Parts of Plasma Cutter:
Plasma cutters are available in all shapes and sizes. There are monstrous plasma cutters that use automatic arms to create precise incisions. There are too compact, handheld units that you may find in a many shops. Regardless of size, all plasma cutters work on the similar principle and are constructed approximately roughly the similar design.
Plasma cutters function by sending a rushed gas, such as nitrogen, argon, or oxygen, through a little channel. In the middle of this channel, you will find a negatively charged electrode. When you apply power to the negative electrode, and you touch the tip of the needle to the metal, the link generates a circuit. A powerful spark is created between the electrode and the metal. As the inert gas passes through the channel, the spark warm up the gas until it arrive at the fourth state of matter. This response builds a stream of directed plasma, about 30,000 F (16,649 C) and moving at 20,000 feet per second (6,096 m/sec), which decreases metal to molten slag.

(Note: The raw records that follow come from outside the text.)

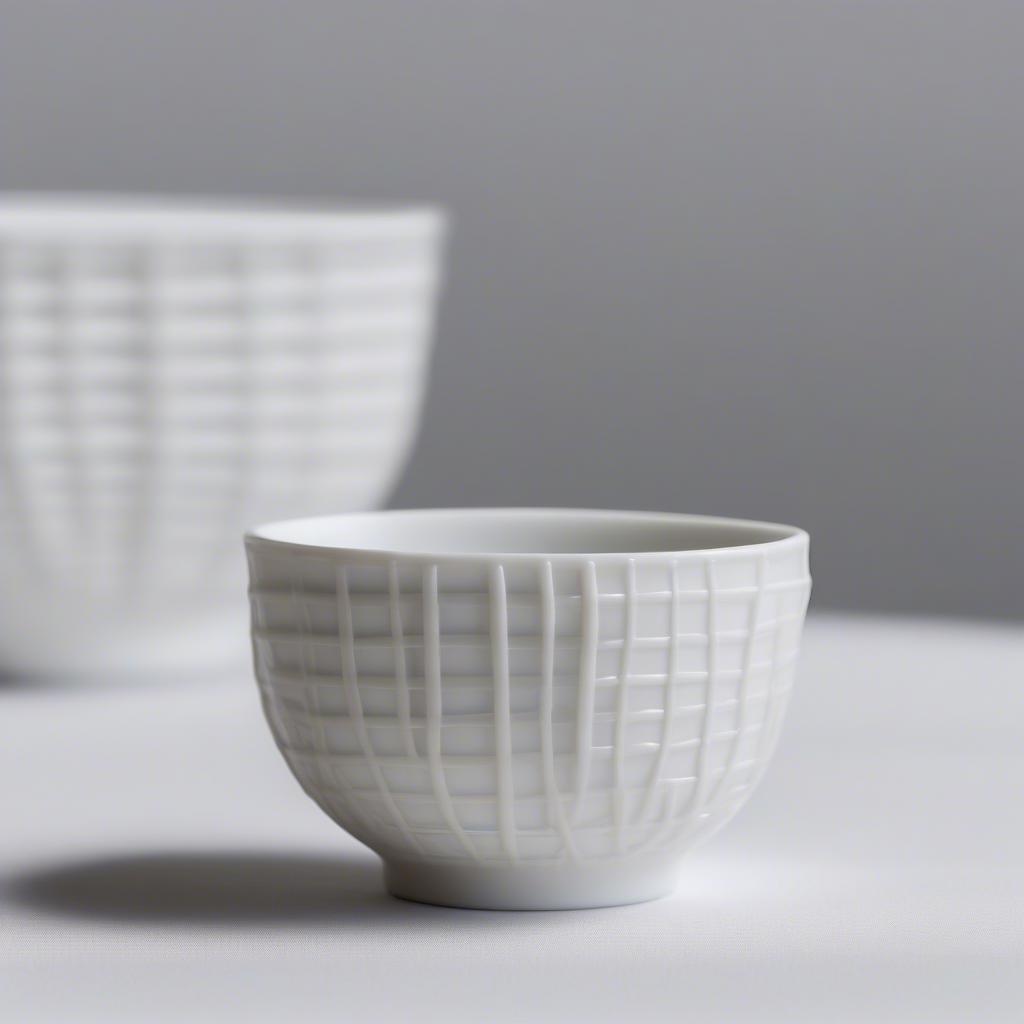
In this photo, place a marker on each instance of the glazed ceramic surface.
(527, 709)
(171, 374)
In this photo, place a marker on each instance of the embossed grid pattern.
(544, 713)
(159, 393)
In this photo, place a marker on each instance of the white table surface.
(158, 862)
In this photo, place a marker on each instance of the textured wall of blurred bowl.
(171, 373)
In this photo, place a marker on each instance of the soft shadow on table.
(220, 888)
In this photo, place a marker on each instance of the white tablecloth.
(159, 863)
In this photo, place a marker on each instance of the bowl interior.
(538, 531)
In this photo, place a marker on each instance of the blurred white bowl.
(512, 729)
(171, 373)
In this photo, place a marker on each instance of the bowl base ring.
(526, 887)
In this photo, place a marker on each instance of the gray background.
(757, 258)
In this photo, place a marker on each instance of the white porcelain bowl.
(527, 709)
(171, 373)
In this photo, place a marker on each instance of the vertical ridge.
(503, 712)
(668, 701)
(400, 668)
(350, 681)
(556, 812)
(588, 673)
(742, 709)
(704, 752)
(622, 709)
(432, 672)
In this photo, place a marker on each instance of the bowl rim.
(778, 538)
(116, 216)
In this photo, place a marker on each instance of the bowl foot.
(524, 887)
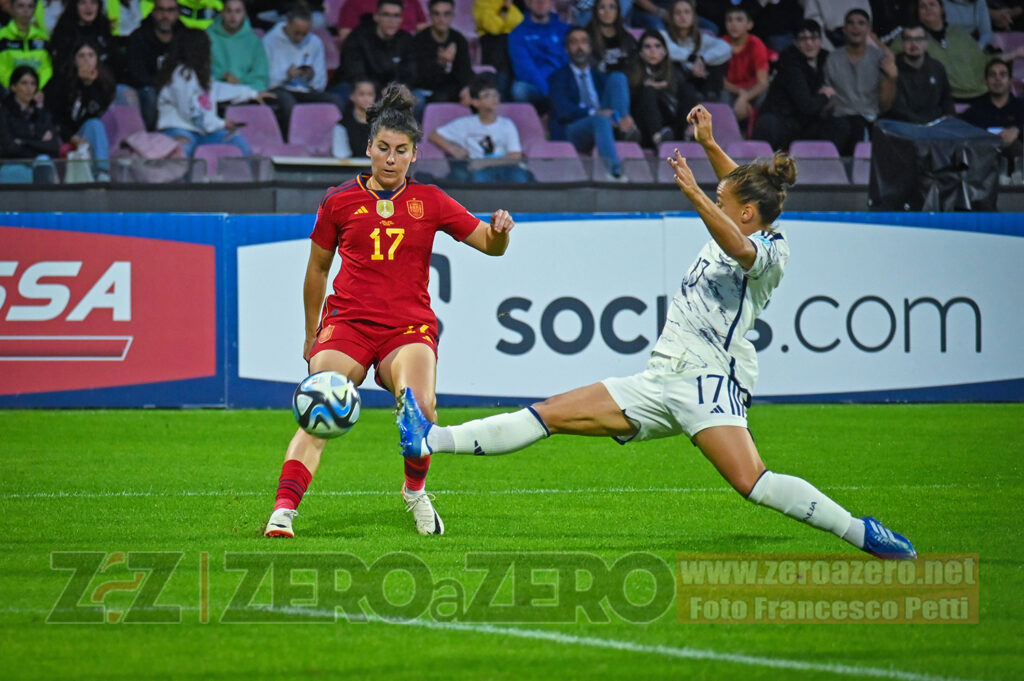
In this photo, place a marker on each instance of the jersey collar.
(363, 180)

The plasma itself conducts electrical power. The cycle of creating the arc is nonstop as long as electrical power is supplied to the electrode and the plasma stays in contact with the metal that is being cut. In order to make sure this contact, guard the cut from oxidation and control the unpredictable nature of plasma, the cutter needle has a second set of channels. These channels produce a steady flow of shielding gas in the region of the cutting area. The force of this gas flow efficiently controls the radius of the plasma beam.